As the deadline approaches to close a deal with Canadian auto parts maker to buy Opel, state-owned Beijing Automotive (BAIC) could have thrown a spanner in the works with a 922 million dollar offer for a majority stake in the European car maker.
AFP - Chinese auto maker BAIC, which is offering 922 million dollars for a majority stake in Opel, plans to build a plant in China and cut jobs in Europe if its bid succeeds, a report said Tuesday.
In a non-binding offer submitted last week for the German-based unit of General Motors, BAIC proposed to spend two billion dollars on what would become Opel's first factory in China, according to the Financial Times.
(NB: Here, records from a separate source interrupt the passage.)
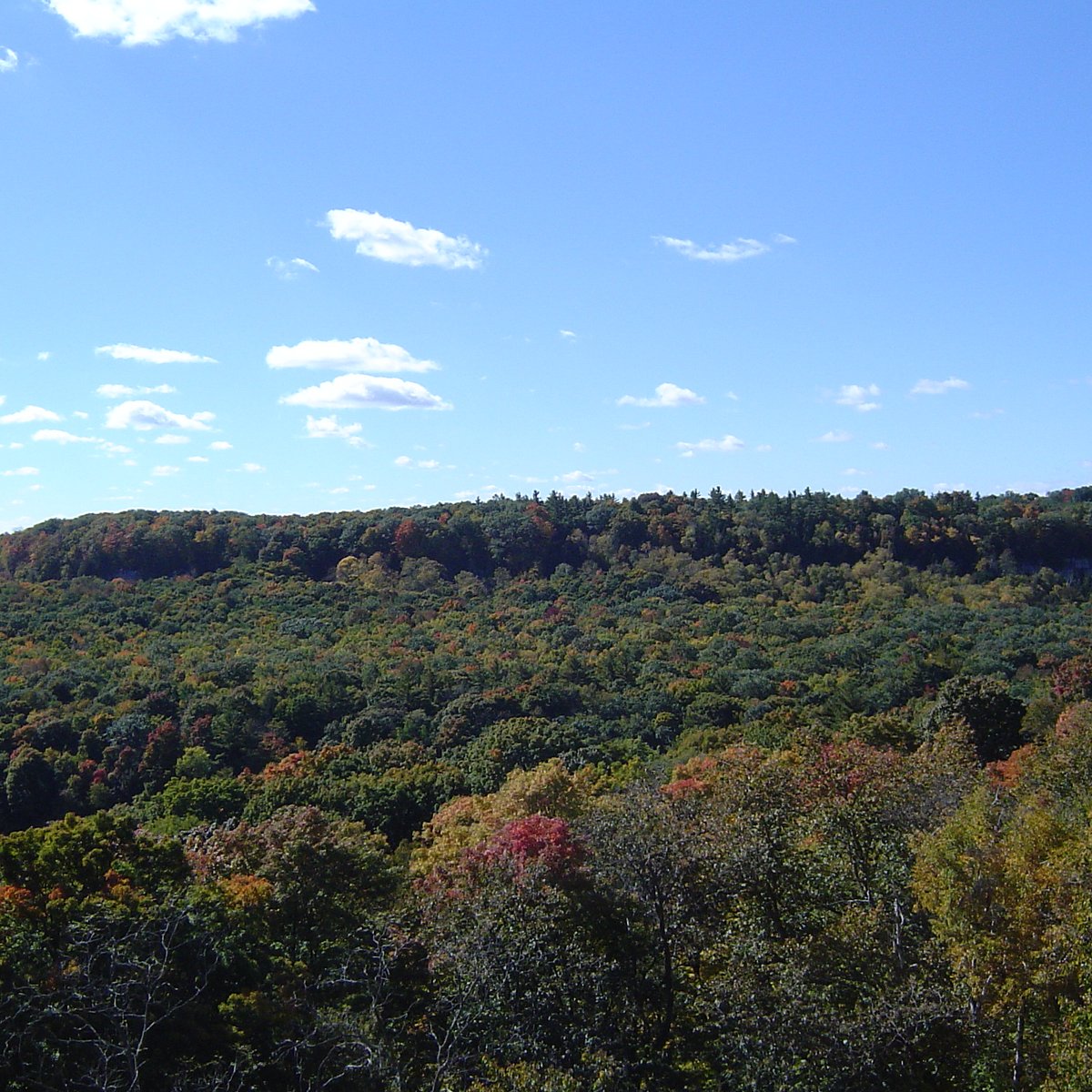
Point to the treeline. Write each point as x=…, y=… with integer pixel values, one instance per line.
x=535, y=535
x=683, y=793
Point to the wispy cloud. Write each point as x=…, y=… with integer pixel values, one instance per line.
x=722, y=251
x=725, y=443
x=328, y=429
x=152, y=22
x=63, y=437
x=862, y=399
x=667, y=396
x=366, y=392
x=120, y=391
x=143, y=415
x=396, y=240
x=408, y=463
x=289, y=268
x=123, y=352
x=360, y=354
x=939, y=386
x=28, y=415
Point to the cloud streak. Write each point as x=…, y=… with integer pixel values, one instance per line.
x=724, y=252
x=667, y=396
x=28, y=415
x=360, y=354
x=123, y=352
x=292, y=268
x=862, y=399
x=726, y=442
x=152, y=22
x=366, y=392
x=142, y=416
x=328, y=429
x=396, y=240
x=939, y=386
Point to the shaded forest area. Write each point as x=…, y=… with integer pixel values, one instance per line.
x=680, y=792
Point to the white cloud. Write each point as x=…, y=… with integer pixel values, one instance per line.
x=59, y=436
x=123, y=352
x=858, y=398
x=725, y=252
x=404, y=462
x=27, y=415
x=366, y=392
x=152, y=22
x=726, y=442
x=360, y=354
x=667, y=396
x=939, y=386
x=394, y=240
x=721, y=252
x=143, y=415
x=327, y=429
x=120, y=391
x=289, y=268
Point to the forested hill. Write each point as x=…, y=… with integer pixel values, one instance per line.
x=535, y=535
x=688, y=793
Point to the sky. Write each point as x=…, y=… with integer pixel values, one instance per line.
x=295, y=256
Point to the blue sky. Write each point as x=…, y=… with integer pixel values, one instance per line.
x=289, y=256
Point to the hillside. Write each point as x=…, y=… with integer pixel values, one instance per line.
x=676, y=792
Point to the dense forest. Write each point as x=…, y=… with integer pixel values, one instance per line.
x=721, y=793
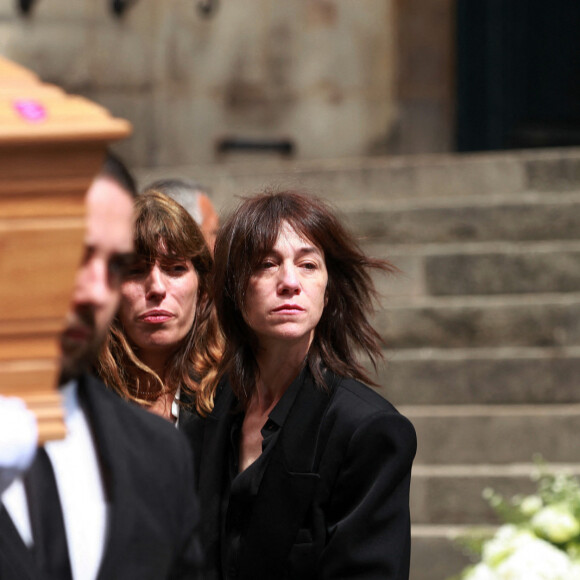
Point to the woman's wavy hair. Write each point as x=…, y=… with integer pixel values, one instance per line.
x=164, y=228
x=243, y=242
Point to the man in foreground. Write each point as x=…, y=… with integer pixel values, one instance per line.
x=123, y=476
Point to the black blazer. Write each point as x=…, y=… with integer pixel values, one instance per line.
x=147, y=470
x=334, y=499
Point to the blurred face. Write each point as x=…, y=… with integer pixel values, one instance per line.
x=97, y=290
x=158, y=305
x=286, y=294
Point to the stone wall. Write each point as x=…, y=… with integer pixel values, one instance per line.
x=323, y=74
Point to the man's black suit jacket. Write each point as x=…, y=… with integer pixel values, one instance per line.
x=153, y=518
x=334, y=499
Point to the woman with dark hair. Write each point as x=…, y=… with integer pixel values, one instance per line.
x=303, y=470
x=164, y=344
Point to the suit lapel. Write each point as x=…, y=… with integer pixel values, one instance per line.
x=288, y=485
x=16, y=561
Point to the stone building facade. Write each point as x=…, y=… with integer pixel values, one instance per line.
x=332, y=78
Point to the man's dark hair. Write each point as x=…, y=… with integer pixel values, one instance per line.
x=115, y=170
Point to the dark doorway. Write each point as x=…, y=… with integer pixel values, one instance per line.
x=518, y=74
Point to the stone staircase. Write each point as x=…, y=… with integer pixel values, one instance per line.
x=482, y=326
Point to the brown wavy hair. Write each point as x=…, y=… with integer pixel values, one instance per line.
x=243, y=242
x=164, y=228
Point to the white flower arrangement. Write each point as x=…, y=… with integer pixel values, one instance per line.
x=540, y=539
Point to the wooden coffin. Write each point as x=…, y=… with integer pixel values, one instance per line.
x=51, y=146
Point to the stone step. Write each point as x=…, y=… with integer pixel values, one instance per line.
x=435, y=553
x=452, y=494
x=480, y=268
x=469, y=322
x=496, y=376
x=387, y=178
x=545, y=217
x=495, y=434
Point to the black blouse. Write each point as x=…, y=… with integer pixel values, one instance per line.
x=241, y=488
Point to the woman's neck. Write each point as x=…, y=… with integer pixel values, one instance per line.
x=277, y=370
x=156, y=361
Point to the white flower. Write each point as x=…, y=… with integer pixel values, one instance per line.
x=536, y=559
x=505, y=541
x=530, y=505
x=481, y=572
x=556, y=524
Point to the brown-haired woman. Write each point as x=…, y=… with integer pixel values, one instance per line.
x=163, y=346
x=303, y=470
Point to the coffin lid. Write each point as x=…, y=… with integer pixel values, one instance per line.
x=35, y=112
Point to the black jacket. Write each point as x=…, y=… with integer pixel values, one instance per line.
x=147, y=471
x=334, y=499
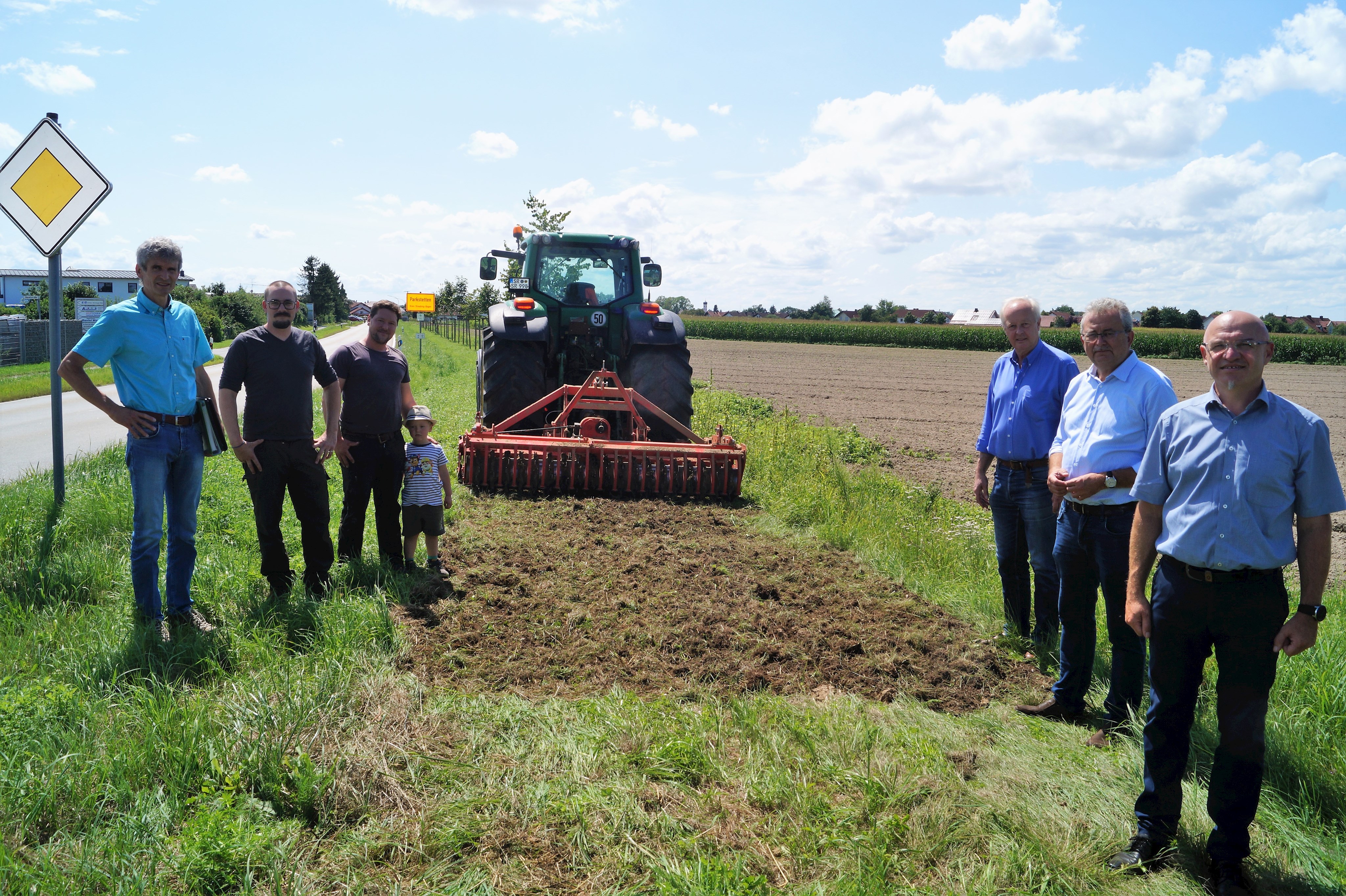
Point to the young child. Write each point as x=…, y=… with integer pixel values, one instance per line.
x=426, y=490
The plant would come online in 2012 and make Opel models specifically geared towards the China market. In addition, BAIC would use Opel's German plants to export to China, the London-based newspaper said.
The Chinese auto maker also planned to shut down General Motors' Antwerp plant in Belgium and cut Opel's workforce across Europe, the report said, citing unnamed sources close to the matter.
A German economic ministry spokesman said this week that BAIC had written to German officials regarding Opel, without elaborating.
But earlier German press reports said the Chinese firm had proposed to take a 51-percent stake in Opel for 660 million euros (921.5 million dollars) with state guarantees of 2.64 billion euros.
BAIC's offer could put pressure on negotiations already underway for Opel.
Canadian auto parts manufacturer Magna International, backed by Russian state lender Sberbank, is in advanced talks with the US car giant to take a combined 55 percent stake.
According to German reports Carl-Peter Forster, head of GM Europe, has said he hopes Opel will be bought by Magna by mid-July, adding that the Canadian firm had a "considerable lead" on other possible buyers.
An executive at BAIC's press office refused to comment when contacted by AFP on Tuesday.